Moers: St. Josef führt neue OP-Methode ein

Moers : St. Josef führt neue OP-Methode ein

Chirurgen des St.-Josef-Krankenhauses wandten gestern erstmals ein neues Verfahren zur Behandlung von Narbenbrüchen an. Dabei wird ein Netz in die Bauchhöhle eingesetzt und mit Klammern befestigt. Die in den USA entwickelte Methode ist neu in Deutschland.

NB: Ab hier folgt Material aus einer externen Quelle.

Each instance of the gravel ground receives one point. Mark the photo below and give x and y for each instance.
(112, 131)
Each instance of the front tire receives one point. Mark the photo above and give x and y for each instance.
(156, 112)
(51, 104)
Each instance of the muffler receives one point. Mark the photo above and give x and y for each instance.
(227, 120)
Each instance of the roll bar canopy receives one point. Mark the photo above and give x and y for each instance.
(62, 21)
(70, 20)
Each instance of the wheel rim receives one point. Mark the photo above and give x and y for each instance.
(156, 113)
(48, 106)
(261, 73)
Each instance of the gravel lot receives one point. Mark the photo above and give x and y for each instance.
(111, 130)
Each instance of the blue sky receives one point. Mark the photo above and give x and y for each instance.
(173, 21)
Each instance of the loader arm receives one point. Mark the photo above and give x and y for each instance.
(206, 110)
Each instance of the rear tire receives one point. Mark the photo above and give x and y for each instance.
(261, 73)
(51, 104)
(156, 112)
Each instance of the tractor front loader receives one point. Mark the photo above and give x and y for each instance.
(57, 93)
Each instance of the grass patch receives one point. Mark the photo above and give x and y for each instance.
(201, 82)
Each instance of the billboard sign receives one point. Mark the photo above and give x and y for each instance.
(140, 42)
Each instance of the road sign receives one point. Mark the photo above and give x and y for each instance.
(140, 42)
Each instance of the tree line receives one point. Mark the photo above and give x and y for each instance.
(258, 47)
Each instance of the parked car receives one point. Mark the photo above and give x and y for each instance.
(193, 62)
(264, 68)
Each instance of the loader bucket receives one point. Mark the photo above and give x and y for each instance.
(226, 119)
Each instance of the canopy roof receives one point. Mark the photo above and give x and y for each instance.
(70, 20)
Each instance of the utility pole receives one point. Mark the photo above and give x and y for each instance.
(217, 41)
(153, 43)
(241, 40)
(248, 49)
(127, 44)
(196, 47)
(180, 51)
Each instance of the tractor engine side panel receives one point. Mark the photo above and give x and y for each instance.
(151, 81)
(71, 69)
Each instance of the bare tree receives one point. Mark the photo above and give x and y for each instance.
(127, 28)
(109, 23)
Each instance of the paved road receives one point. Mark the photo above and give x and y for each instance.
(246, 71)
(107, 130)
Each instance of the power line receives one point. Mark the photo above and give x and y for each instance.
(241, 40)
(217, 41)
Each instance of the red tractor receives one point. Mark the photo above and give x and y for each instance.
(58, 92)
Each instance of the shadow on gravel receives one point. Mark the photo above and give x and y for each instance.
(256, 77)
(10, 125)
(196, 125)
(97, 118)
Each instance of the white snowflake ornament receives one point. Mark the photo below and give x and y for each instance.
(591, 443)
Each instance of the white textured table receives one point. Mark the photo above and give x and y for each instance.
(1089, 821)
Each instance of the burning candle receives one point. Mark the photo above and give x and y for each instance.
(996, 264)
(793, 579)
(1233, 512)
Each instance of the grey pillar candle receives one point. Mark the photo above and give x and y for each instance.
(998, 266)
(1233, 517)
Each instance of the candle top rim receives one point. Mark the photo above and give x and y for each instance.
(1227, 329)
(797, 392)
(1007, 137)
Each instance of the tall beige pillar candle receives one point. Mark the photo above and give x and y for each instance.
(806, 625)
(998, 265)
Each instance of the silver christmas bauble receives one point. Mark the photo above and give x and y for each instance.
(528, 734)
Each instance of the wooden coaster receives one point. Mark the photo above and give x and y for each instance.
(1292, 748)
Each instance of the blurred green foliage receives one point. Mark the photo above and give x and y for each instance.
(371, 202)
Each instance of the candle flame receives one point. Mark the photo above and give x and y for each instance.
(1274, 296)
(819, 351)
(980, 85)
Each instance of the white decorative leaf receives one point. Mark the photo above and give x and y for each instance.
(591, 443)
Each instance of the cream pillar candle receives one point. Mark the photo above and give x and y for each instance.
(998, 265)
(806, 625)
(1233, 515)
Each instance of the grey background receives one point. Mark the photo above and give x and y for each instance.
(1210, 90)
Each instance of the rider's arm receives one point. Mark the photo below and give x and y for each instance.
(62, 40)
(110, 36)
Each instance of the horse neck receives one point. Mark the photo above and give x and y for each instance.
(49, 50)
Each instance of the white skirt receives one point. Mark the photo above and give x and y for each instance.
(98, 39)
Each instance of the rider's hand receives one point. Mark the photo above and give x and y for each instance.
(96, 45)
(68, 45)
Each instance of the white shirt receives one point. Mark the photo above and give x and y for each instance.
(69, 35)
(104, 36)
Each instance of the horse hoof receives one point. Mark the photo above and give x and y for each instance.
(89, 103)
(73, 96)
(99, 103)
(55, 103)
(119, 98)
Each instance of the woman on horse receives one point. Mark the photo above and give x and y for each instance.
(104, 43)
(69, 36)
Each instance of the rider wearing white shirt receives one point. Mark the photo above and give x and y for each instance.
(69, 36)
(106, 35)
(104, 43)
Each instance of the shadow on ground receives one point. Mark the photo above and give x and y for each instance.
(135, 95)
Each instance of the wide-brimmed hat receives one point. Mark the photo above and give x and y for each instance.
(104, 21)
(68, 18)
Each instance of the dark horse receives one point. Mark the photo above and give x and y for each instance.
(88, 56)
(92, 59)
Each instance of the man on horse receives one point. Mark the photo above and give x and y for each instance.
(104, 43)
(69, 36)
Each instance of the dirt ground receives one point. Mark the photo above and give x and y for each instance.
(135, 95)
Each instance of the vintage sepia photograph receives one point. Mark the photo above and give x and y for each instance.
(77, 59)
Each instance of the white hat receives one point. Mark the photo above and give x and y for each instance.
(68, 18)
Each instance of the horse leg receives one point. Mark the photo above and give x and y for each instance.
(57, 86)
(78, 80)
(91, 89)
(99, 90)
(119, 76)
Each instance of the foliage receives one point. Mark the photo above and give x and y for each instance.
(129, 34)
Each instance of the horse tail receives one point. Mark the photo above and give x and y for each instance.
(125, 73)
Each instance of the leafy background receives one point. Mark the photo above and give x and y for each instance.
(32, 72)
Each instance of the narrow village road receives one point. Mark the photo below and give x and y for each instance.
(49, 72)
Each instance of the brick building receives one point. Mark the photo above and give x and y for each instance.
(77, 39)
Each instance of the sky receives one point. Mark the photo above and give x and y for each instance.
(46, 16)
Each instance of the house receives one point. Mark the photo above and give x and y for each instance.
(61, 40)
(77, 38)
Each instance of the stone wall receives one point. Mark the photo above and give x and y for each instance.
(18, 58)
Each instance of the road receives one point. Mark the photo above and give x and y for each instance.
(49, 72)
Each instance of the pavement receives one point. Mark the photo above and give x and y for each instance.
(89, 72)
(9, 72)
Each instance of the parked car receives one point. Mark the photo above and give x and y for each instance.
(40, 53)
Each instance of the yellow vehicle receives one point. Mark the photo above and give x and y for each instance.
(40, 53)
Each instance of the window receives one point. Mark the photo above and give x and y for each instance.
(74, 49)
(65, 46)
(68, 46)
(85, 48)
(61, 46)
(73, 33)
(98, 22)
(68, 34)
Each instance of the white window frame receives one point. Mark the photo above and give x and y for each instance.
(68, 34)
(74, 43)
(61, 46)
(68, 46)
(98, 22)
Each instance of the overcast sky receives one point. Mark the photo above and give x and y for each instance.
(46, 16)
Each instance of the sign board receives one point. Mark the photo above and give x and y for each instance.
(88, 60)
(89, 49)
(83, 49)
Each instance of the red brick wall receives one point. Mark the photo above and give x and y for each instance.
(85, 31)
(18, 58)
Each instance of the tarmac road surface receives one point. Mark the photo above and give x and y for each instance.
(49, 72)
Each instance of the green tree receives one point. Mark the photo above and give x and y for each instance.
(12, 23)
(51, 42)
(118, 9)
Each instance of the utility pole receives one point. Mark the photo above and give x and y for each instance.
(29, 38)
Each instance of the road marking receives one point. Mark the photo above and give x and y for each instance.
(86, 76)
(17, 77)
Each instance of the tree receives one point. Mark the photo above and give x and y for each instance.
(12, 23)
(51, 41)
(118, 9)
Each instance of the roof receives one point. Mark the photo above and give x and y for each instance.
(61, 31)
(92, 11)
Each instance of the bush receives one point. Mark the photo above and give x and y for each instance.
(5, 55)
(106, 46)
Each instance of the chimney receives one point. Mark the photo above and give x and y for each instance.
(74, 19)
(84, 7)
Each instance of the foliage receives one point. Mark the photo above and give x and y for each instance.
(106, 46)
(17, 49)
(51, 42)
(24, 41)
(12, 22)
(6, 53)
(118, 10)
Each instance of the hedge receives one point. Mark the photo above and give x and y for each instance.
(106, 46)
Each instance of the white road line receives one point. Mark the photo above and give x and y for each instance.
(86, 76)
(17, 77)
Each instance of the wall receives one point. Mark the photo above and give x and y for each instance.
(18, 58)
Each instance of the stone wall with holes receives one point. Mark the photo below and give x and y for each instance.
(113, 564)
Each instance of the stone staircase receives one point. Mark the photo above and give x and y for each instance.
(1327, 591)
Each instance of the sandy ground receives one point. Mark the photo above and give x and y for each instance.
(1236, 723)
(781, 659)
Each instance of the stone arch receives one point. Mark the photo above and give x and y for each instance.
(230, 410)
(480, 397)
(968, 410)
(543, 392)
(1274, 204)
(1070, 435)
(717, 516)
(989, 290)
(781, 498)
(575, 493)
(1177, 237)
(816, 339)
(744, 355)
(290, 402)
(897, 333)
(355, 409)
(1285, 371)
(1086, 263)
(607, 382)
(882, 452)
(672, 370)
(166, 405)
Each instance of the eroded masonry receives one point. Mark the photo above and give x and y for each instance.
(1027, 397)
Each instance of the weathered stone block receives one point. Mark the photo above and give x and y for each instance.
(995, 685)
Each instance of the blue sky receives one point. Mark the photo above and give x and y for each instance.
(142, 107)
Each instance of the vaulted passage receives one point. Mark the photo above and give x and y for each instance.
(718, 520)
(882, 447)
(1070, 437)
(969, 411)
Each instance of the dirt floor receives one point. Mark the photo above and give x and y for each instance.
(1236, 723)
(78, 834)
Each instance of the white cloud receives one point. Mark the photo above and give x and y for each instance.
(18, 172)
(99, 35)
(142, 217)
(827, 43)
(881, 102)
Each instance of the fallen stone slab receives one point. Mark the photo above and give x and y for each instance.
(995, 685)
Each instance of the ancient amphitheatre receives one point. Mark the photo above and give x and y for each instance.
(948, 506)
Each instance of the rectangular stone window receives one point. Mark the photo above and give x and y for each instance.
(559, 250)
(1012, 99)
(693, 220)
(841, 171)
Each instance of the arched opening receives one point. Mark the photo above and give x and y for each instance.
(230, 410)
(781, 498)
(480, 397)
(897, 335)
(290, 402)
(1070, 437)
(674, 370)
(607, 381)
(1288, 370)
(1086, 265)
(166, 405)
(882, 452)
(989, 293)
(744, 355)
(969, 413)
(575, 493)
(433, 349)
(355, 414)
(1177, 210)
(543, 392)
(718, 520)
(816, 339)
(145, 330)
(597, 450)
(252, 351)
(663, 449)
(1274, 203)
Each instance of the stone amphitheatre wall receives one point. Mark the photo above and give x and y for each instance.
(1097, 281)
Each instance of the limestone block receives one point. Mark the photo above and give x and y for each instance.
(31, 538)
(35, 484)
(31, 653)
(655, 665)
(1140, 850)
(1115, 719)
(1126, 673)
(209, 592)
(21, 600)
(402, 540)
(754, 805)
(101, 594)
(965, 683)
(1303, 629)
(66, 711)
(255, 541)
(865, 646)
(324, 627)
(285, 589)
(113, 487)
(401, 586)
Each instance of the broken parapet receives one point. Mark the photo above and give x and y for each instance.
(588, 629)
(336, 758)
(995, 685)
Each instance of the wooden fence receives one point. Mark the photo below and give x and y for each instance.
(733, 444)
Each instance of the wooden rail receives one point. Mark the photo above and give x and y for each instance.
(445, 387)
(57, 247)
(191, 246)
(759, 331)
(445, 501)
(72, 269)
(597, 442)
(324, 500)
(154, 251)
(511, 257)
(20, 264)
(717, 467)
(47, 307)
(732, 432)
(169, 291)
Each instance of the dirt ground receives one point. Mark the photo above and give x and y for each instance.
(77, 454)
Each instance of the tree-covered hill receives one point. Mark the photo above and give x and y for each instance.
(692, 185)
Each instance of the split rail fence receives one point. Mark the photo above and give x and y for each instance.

Die Atmosphäre im OP des St.-Josef-Krankehauses gleicht einem Mix aus Routine, Spannung und Neugier. Auf dem OP-Tisch liegt ein 47-jähriger Patient mit einem großen Narbenbruch im Bauchbereich. Die Narbe stammt von einem früheren Darm-Eingriff, der Bruch zeichnet sich als Vertiefung am Bauch ab. Die Chirurgen wenden ein neues Verfahren zur Behandlung des Bruches an. Im OP-Saal beobachten Kollegen und die Presse die Premiere. Auch ein Vertreter des Unternehmens, die das Verfahren (beziehungsweise die dafür nötigen Produkte) entwickelt hat, ist anwesend. Es stammt aus den USA, St. Josef führt es als zweites Krankenhaus in Deutschland (nach dem Lukaskrankenhaus Neuss) ein.

Leistenbrüche, Bauchdeckenbrüche oder Narbenbrüche sind eigentlich Risse im Gewebe. Sie entstehen meist durch eine angeborene Bindegewebsschwäche. Kleinere Brüche werden mikroinvasiv, also ohne große Schnitte operiert. Bei großen Brüchen (Mediziner sprechen von Hernien) ist dies nicht möglich. Dort muss das "Loch" im Gewebe überbrückt werden, ähnlich wie bei einem defekten Fahrradreifen ein Flicken aufgesetzt wird.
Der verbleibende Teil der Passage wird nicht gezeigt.